ABC has spent the week showcasing its Emmy-nominated series. Tonight it will repeat a special episode of "Boston Legal" (9 p.m., ABC), featuring scenes from a 50-year-old episode of the CBS program "Studio One," with an appearance by a young William Shatner.
Shatner appeared in that 1957 "Studio One" episode called "The Defender," with co-star Ralph Bellamy. They played a father-son legal team defending a murder suspect portrayed by an up-and-coming actor named Steve McQueen. It would later inspire the series "The Defenders," starring E.G. Marshall, which was notable in its time (1961) for discussing controversial topics including abortion, mercy killing and political blacklisting.
This brief video cameo is not only a salute to Shatner's early work, but clearly an effort by "Boston Legal" writer/producer David E. Kelly to place his show in the long tradition of topical television.
¢ ABC will also repeat the series pilot of the Emmy-nominated "Ugly Betty" (7 p.m., ABC). Betty Suarez (America Ferrera) offers a fish-out-of-water take on the high-strung world of fashion. Of course, the only reason this plain girl from the outer boroughs gets to enter the beauty business's city of Oz is because the boss's father hires her to keep his randy son in line. She's the only assistant he won't proposition.
It's interesting to compare and contrast the exaggerated gender roles and casual harassment found on the contemporary "Betty" and the new cable drama "Mad Men" (9 p.m., AMC), set in the advertising industry in 1960.
While "Mad Men" is much more upfront about the bigotries and inequalities of its era, both shows seem to center on the powerful taboo of sleeping with the boss, a subject at the center of tonight's "Mad Men."

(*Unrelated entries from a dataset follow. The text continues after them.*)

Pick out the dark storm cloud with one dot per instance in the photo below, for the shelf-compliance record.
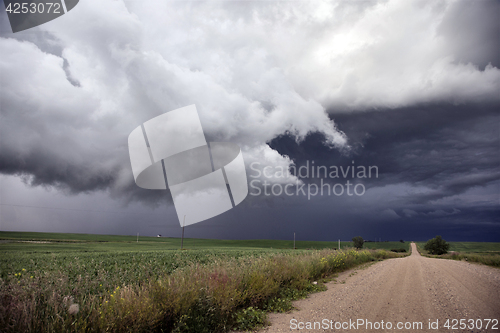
(440, 163)
(473, 31)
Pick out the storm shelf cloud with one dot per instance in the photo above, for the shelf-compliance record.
(411, 87)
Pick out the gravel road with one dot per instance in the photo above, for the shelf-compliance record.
(405, 290)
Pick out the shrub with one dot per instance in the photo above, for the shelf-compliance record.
(358, 242)
(437, 246)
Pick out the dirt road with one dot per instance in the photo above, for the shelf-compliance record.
(406, 290)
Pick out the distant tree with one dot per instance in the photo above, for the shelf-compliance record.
(437, 246)
(358, 242)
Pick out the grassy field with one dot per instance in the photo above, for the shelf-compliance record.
(479, 252)
(471, 247)
(76, 282)
(55, 242)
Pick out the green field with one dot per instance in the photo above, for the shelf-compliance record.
(470, 247)
(121, 285)
(55, 242)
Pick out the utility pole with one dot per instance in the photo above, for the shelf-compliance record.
(182, 239)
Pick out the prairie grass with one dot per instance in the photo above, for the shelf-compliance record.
(491, 258)
(216, 294)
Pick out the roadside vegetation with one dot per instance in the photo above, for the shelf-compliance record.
(203, 290)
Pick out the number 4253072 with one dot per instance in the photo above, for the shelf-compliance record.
(41, 8)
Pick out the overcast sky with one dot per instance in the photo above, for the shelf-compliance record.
(409, 87)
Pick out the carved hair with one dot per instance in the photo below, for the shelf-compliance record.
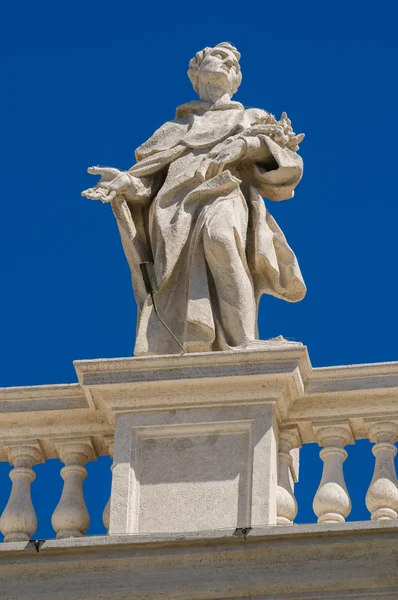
(194, 65)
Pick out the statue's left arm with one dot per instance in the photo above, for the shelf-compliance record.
(274, 170)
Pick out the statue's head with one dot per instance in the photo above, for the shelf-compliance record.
(218, 66)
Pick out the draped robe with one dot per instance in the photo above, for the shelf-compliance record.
(215, 247)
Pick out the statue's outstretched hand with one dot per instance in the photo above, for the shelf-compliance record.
(112, 183)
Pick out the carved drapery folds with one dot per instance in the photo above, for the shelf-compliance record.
(382, 496)
(332, 503)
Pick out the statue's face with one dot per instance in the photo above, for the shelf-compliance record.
(219, 67)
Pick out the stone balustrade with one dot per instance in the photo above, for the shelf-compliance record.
(200, 442)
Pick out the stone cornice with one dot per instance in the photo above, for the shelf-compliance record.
(306, 561)
(280, 373)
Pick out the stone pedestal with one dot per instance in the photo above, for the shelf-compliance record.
(196, 436)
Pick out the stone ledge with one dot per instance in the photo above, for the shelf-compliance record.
(303, 562)
(257, 535)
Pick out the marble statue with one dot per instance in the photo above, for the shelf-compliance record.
(193, 206)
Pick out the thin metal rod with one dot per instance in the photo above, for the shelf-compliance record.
(164, 324)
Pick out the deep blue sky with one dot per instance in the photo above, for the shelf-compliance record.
(85, 83)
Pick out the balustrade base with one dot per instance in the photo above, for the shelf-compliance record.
(384, 514)
(67, 533)
(283, 521)
(17, 536)
(331, 518)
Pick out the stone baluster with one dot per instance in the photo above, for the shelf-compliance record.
(71, 518)
(382, 496)
(107, 509)
(286, 504)
(332, 503)
(18, 521)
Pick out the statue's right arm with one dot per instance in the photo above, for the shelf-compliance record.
(115, 183)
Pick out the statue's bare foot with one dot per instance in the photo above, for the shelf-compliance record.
(262, 344)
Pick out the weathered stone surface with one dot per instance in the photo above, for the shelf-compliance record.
(350, 560)
(193, 206)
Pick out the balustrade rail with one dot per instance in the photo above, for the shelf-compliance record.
(335, 408)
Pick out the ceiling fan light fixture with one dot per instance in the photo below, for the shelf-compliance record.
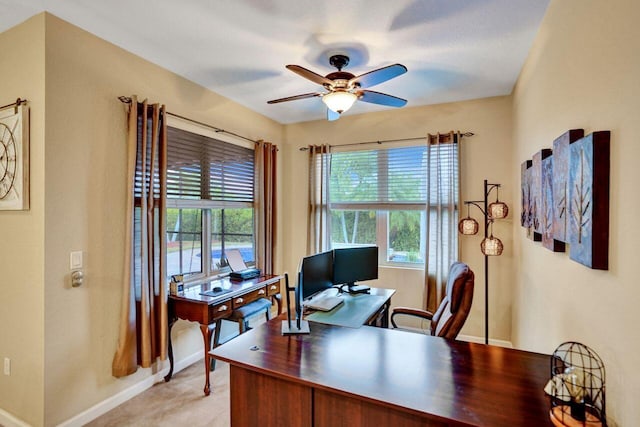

And while their stories are separated by decades, both "Men" and "Betty" depict the lower rungs of office life as a cruel estrogen jungle - a gruesomely strict social order in which a catty remark or awkward glance can mean trouble. On tonight's "Men," the new girl, Peggy (Elisabeth Moss), shows an aptitude for turning a phrase that may elevate her in the ranks of Sterling Cooper.

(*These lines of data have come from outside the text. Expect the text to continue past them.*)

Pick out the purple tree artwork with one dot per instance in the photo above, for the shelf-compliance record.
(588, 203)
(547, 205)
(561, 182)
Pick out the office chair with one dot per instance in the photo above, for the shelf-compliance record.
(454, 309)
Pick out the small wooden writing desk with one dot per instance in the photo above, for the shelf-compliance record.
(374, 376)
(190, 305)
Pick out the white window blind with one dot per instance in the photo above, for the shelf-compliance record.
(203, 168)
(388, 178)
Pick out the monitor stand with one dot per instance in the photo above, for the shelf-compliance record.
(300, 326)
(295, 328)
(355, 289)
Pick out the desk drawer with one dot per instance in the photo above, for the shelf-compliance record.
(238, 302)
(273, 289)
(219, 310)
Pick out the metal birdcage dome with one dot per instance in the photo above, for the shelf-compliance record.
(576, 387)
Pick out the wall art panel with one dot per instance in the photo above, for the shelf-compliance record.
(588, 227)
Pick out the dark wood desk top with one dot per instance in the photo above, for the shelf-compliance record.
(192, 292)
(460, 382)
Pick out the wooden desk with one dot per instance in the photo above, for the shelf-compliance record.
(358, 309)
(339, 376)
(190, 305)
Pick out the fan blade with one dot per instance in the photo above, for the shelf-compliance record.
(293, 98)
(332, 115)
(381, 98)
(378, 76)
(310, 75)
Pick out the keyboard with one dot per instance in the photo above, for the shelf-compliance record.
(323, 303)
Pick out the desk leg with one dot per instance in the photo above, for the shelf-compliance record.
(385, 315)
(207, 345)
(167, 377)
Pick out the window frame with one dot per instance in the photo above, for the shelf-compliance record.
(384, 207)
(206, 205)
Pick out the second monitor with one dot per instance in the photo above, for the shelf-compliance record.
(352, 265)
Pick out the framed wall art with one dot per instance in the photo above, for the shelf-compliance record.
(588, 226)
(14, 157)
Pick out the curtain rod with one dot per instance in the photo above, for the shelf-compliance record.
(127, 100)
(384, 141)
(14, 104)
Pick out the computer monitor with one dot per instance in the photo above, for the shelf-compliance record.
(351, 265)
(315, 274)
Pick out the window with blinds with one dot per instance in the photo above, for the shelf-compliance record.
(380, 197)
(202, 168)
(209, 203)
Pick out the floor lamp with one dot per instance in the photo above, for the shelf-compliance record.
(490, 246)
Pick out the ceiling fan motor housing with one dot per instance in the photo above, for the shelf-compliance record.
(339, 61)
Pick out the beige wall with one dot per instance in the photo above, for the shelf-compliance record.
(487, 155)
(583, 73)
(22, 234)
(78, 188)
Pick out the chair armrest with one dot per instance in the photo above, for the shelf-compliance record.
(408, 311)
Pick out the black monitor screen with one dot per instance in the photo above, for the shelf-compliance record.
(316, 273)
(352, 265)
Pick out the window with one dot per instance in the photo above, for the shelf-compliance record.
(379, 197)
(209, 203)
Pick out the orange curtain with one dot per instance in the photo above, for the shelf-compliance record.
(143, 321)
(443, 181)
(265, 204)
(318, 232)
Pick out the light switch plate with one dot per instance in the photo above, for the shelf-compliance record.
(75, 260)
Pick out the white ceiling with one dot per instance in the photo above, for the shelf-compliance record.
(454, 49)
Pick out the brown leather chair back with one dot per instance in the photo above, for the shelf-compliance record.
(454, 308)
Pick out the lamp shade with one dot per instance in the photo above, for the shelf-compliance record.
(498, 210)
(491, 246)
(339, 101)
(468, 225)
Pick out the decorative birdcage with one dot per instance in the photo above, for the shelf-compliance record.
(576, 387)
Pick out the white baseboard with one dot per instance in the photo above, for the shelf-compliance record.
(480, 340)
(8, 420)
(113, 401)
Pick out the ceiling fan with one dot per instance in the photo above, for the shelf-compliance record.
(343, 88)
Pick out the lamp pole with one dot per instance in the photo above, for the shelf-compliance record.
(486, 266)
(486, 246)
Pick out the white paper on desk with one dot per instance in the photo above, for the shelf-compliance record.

The attitudes on "Mad Men," where the male managers disparage female employees as "chickens" and "morons" may be a tad harsher than the realities of the time. Professional women were certainly a factor in both advertising and publishing in the 1950s and 1960s - at least in the movies. Haven't the writers on "Mad Men" ever seen the 1961 comedy "Lover Come Back," in which ad execs Rock Hudson and Doris Day bicker and battle over the VIP account?
Tonight's other highlights
- A blessed event for Joy on "My Name is Earl" (7 p.m., NBC).
- The Green Bay Packers host the Jacksonville Jaguars in preseason NFL action (7 p.m., Fox).
- Jack faces the scrutiny of a bigger big shot (Rip Torn) on "30 Rock" (7:30 p.m., NBC).
- Kids get their first or fifth chance to sing along with "High School Musical 2" (7 p.m., Disney), the cable sequel that attracted a monster-sized (17 million plus) audience last Friday.
- A defective product sparks a crisis on "The Office" (8 p.m., NBC).
- A blackjack dealer draws a fatal hand on "CSI" (8 p.m., CBS).
- Christiane Amanpour conducts the final interview with Jerry Falwell on the conclusion of the three-part series "God's Warriors" (8 p.m., CNN).
- Embarrassing facts emerge on "Who Wants to be a Superhero?" (8 p.m., Sci Fi).
- A rough negotiation on "Burn Notice" (9 p.m., USA).
- Kids set the agenda on "Ace of Cakes" (9 p.m., Food).